The humanitarian mission depends on free access anywhere to anybody in desperate need. But this consensus is undermined when there are perceived double standards that betray the bedrock humanitarian principles of humanity, neutrality and impartiality.
For example, the UN Security Council has been clashing over cross-border access to Syria while Tigray’s 5.2 million hungry, hurt and displaced have yet to receive formal attention by either the UN Security Council or the African Union.
Global humanitarian assistance appeals are often skewed in favour of crises that achieve political or public prominence and not on the objective basis of need. Under such circumstances – when humanitarian aid is used by world powers for political leverage – and the hard-pressed victims of brutalities can’t be assured of fair treatment, why should aid workers be especially respected and protected?
Meanwhile, amid a growing culture of impunity, combatants are emboldened to behave badly because there are rarely any prosecutions and sanctions for violations of humanitarian laws. This a direct risk to aid workers who happen to be in the wrong place.
Of course, every aid worker lost in the crossfire of a conflict is a tragedy. When they are deliberately targeted, it is an outrage.

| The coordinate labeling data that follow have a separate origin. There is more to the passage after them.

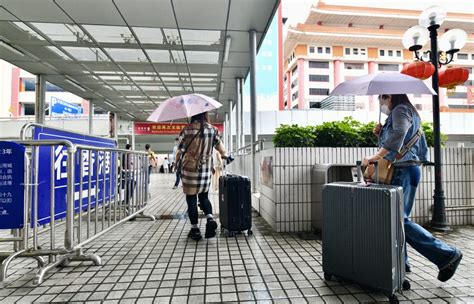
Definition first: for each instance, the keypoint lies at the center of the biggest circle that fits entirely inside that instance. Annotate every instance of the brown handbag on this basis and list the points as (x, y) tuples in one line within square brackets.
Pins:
[(386, 168)]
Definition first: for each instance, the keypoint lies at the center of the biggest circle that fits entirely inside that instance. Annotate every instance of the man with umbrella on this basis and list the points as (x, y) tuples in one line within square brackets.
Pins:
[(402, 142)]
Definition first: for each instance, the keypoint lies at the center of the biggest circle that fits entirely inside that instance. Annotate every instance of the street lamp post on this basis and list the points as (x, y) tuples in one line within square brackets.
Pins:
[(451, 42)]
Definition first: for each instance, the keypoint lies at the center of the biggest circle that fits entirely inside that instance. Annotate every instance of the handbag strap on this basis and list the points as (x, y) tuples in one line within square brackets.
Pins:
[(404, 150)]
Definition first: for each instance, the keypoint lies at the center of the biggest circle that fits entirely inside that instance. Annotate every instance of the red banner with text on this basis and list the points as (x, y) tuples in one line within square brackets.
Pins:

But, considering the inconsistencies and discontent around modern humanitarian policies and practices, what is noteworthy is not the numbers killed but their relative rarity.
It appears that the protection of genuine humanitarians ultimately rests on the integrity of their actions, underpinned by a universal instinctive belief in the sanctity of humanitarian work. Undermining that through manipulating the humanitarian enterprise for other ends is the most important risk faced by all Good Samaritans.